Nearly a decade later the organization sometimes feels horrible – almost like a failure.  There are so many issues, so many problems, so many opportunities.  So many tools have been tried and abandoned.  But let me tell you about one such organization – and I know because it was the one I ran for over eight years, and I’m damn proud of those people.

That organization trains on lean, has a solid 5S program, uses manual and visual systems to manage production across three facilities instead of shop floor MRP, has reduced lead times by 90%, has morning standup meetings in all key departments, is rated best-in-class for quality by its major customers, and outcompetes its “low cost country” competitors – on price and quality – from the not-so-cheap state of California.  TWI is used extensively, autonomous teams have been deployed, and ridiculous budgeting processes have been eliminated.  It hosts tours and workshops by AME, local and state business groups, and in all cases there’s a big “wow!”  It was even successful enough that it built a new 120,000 sq ft facility – in California in the middle of a recession no less – that leverages massive reconfigurability concepts.

But in their minds, they have so, so far to go.  The journey seems to get longer and longer.  They don’t want to apply for prizes or awards – there just isn’t the time because there are so many issues to work on.  Certifications?  A rainbow of belts?  Nowhere.

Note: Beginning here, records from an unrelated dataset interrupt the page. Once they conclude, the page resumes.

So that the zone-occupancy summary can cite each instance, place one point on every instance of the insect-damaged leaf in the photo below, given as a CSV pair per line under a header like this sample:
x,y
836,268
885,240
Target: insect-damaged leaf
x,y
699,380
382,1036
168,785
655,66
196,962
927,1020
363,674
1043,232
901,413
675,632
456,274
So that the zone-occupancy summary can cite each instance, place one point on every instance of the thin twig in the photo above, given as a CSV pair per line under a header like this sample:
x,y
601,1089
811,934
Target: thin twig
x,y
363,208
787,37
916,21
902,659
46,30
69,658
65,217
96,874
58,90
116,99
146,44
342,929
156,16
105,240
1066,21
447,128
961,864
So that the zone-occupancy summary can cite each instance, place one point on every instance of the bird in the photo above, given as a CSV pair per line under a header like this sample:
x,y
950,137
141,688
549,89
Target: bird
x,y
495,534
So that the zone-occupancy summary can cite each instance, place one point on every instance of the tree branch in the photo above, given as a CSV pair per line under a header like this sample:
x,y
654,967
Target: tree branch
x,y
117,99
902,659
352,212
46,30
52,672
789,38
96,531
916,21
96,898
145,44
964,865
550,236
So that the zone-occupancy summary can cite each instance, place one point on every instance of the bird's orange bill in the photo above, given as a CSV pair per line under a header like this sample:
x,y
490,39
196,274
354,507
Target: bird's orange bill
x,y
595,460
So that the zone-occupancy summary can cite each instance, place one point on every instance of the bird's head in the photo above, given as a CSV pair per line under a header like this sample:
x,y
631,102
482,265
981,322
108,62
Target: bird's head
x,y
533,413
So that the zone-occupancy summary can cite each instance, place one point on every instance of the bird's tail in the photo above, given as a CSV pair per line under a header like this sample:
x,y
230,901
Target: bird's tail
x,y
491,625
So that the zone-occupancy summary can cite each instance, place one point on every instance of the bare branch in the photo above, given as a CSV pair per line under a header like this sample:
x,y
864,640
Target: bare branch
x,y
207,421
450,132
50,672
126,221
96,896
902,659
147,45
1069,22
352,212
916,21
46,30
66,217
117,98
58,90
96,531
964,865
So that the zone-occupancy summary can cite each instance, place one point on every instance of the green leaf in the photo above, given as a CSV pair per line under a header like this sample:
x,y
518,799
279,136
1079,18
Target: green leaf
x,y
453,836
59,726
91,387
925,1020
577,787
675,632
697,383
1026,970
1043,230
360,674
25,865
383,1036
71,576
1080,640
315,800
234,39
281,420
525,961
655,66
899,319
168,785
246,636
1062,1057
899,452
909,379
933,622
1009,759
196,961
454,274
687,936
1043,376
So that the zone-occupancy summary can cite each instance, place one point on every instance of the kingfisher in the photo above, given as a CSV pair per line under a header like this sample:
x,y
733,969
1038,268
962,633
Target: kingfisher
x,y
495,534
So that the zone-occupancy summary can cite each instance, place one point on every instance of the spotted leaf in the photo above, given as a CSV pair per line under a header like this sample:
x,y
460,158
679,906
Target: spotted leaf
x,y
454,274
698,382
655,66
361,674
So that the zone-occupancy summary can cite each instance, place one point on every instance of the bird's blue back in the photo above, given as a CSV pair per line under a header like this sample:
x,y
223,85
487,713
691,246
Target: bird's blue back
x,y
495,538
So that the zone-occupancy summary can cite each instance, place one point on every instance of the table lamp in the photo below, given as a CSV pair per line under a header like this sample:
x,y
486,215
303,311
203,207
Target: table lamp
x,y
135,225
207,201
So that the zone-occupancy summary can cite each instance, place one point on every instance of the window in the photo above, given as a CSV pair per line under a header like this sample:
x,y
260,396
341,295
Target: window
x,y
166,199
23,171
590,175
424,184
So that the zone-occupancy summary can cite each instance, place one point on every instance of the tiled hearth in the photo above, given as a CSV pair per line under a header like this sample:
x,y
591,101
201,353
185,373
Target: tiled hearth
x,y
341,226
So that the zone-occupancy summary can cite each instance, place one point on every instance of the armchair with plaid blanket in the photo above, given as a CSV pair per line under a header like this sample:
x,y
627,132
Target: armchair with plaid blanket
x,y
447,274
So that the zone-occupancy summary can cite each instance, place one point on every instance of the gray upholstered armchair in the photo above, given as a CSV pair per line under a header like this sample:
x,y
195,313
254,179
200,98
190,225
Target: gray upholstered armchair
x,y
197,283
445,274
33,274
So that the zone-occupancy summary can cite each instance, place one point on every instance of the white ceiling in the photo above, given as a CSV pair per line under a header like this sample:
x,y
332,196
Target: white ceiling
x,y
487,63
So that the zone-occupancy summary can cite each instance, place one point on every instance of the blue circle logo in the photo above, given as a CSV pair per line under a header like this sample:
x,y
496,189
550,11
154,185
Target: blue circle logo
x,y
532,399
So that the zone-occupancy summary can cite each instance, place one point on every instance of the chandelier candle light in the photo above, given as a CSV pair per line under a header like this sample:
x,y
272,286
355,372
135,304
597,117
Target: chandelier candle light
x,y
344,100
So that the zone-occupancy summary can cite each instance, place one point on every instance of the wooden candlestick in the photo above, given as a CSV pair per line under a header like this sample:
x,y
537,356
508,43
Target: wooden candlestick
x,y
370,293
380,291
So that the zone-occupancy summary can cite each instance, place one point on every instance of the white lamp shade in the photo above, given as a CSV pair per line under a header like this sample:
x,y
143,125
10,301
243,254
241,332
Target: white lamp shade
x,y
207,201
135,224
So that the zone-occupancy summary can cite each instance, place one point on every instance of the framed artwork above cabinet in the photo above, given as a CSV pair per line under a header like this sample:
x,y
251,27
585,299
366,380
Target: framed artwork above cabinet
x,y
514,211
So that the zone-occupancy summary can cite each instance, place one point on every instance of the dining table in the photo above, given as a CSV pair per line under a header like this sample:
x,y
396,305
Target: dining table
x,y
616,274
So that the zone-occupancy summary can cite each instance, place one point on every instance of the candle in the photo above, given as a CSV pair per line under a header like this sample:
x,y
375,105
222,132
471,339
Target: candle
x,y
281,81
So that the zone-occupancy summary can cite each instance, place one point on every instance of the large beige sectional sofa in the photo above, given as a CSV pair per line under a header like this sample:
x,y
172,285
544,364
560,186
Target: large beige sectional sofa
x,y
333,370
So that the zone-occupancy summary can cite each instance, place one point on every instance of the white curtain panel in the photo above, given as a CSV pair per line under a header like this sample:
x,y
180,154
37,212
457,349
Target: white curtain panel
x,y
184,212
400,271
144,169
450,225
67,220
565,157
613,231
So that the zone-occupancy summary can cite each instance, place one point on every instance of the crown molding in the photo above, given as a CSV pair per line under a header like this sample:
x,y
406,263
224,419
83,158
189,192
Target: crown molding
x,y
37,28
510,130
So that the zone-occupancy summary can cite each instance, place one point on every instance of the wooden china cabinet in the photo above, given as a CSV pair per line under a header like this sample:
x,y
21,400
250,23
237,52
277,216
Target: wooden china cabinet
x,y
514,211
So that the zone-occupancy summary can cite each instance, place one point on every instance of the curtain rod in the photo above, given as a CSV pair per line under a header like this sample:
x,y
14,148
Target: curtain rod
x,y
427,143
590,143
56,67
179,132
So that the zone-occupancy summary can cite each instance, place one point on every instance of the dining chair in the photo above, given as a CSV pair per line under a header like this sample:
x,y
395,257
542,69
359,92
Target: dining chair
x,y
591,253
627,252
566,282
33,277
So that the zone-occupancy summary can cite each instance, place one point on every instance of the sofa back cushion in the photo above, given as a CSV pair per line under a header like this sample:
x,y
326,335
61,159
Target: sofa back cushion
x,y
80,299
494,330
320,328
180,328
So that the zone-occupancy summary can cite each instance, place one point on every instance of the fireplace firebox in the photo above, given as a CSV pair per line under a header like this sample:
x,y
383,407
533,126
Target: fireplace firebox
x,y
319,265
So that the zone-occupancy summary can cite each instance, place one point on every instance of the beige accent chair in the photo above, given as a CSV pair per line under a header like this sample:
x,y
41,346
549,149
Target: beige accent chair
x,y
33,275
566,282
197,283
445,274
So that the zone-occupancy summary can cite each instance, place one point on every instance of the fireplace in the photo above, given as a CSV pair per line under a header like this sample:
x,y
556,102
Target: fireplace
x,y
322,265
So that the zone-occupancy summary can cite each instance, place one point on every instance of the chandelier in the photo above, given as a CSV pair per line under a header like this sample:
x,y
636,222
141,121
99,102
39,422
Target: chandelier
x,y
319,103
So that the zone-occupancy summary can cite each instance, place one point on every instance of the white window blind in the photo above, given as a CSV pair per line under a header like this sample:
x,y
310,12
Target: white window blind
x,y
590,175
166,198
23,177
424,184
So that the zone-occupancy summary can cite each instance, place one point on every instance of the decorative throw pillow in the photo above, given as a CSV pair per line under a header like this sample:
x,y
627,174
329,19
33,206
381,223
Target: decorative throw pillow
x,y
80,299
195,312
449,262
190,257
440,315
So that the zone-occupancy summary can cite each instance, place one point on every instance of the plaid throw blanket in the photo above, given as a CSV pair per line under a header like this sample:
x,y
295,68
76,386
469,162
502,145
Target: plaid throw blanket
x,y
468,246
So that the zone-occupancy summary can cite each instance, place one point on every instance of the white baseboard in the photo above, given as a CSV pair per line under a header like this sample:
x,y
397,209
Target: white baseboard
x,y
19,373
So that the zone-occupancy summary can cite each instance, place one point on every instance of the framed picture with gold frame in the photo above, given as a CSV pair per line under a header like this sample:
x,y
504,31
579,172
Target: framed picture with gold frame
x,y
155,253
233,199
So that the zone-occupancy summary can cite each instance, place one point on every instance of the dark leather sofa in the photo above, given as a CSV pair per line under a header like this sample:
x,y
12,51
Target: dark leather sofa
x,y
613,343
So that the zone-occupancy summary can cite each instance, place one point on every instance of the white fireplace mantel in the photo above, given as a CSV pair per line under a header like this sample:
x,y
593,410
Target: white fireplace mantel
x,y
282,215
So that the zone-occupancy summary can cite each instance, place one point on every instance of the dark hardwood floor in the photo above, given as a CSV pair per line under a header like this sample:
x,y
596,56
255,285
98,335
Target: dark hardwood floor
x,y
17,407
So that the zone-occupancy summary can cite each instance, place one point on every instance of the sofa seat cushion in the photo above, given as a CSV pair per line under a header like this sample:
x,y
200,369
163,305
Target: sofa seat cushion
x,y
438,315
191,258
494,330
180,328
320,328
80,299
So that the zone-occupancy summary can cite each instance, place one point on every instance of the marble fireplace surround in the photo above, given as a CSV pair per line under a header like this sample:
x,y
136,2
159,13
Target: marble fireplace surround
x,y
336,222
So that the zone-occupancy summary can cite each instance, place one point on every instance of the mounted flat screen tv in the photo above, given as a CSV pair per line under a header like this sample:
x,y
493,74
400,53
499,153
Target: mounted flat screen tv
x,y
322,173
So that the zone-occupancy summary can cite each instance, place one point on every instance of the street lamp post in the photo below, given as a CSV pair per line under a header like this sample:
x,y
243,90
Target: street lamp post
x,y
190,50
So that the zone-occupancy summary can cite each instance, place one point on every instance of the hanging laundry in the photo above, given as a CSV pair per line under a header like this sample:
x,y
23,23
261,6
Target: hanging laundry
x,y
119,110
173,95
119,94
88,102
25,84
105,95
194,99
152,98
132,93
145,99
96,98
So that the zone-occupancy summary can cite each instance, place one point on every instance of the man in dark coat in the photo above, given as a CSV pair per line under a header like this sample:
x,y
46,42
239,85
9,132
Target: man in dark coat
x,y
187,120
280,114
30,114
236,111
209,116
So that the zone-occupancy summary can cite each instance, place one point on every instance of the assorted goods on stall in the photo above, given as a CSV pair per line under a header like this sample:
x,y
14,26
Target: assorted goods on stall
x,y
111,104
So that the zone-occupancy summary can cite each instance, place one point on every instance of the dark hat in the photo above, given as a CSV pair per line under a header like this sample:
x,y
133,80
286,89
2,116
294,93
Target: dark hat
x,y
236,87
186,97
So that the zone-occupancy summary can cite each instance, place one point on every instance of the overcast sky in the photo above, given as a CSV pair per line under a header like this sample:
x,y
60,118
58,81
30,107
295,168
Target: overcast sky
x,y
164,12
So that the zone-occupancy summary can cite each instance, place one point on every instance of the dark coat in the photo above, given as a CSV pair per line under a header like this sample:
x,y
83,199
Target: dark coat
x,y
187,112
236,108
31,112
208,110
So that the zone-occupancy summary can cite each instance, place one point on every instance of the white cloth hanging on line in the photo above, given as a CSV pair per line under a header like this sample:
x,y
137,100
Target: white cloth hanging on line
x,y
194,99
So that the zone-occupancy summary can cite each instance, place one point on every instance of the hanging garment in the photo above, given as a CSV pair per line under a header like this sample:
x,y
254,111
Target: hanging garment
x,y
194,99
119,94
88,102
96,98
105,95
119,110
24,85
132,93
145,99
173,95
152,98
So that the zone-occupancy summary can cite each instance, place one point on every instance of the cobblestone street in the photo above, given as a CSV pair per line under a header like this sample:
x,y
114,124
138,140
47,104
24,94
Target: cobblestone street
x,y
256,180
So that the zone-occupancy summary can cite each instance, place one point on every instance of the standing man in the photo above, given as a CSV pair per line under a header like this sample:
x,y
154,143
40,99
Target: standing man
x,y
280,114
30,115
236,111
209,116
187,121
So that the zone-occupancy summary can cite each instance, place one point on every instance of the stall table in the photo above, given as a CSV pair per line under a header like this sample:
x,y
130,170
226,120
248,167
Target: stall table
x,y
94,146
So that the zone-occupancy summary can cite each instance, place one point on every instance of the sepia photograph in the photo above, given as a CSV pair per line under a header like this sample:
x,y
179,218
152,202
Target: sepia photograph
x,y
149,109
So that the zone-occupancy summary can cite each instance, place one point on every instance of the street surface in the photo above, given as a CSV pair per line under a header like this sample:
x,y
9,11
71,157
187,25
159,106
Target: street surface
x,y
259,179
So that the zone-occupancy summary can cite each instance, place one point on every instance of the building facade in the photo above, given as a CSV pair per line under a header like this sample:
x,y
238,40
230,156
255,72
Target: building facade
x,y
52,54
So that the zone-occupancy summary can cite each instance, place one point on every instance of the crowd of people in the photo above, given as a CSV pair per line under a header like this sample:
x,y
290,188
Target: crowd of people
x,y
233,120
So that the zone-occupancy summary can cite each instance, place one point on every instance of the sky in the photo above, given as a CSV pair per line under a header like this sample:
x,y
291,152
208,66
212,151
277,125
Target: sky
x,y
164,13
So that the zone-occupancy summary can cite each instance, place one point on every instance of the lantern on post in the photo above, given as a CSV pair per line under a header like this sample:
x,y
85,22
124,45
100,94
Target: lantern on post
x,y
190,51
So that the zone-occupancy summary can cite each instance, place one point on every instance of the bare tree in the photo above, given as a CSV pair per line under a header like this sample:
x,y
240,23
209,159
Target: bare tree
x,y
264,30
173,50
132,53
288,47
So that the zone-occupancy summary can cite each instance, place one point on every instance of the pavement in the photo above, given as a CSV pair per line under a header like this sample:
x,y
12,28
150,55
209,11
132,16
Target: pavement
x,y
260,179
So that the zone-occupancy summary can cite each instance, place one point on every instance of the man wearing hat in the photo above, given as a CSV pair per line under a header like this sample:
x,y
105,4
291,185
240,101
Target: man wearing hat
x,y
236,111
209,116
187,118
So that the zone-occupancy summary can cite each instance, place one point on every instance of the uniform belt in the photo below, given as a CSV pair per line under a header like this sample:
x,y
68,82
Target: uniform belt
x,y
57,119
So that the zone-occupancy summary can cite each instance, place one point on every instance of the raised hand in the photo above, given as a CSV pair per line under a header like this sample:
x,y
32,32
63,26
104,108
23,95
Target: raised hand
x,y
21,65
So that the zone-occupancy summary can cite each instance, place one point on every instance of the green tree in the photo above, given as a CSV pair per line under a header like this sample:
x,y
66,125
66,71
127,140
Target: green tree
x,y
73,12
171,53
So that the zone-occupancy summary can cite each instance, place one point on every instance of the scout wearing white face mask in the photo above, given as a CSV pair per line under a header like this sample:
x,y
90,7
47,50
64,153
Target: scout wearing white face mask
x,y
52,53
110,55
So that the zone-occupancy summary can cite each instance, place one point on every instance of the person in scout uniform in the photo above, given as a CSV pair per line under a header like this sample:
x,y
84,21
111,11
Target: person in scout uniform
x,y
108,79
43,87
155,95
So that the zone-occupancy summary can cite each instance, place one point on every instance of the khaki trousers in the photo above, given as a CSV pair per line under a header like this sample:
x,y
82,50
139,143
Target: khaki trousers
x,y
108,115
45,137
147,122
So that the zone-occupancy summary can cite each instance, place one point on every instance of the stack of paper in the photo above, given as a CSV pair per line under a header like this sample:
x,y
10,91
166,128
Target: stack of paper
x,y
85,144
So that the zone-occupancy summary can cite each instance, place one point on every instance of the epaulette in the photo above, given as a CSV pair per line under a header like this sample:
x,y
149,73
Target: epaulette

The more you learn and the more you improve, the more you understand how far away perfection really is.  The depression of excellence?  Until you remember those days long ago, when you smugly thought you were great.


  1. Avatar photo

    Jon Miller

    July 10, 2015 - 9:51 am
    Reply

    Great article Kevin.
    What makes people feel bad about lower scores is that they think they are getting worse. In fact, they are getting better at seeing reality and how much better they could be (how far they are from truly lean). That is something people should feel good about, and perhaps something that should be part of the assessment? The first level could be that they take the assessment criteria as-is and are happy to score high, while at the more advanced levels of understanding, they are both getting tougher on how they score as well as tightening up the criteria.

  2. Randy Siever

    July 14, 2015 - 9:48 am
    Reply

    I think the two organizational traits you’re describing here are humility and wisdom. You have to be humble enough to realize there could be a better way, and through improving, you learn that there are many more iterations to go. Not the most exciting things to celebrate, but I’m guessing most long-term success stories share these traits. Of course, I’m sure they’d all be too humble to admit it. . .

  3. Michael Bremer

    July 14, 2015 - 2:45 pm
    Reply

    Good point about effective assessments Kevin. The whole idea is about ‘learning to more effectively SEE improvement opportunities.’ The first time you do it, as you suggest, there is a natural tendency to see how HIGH you can score. If people stay with it, they begin to see more deeply. I noticed some of this same conundrum even when we do assessments for our consortium member companies in the Chicago area. The first time we go through, we are still learning about the plant/facility/company. And you give it a reasonable score. The following year, even though they improved, they often get a similar score…simply because we and they see more. Randy’s comments about humility and wisdom are also good points.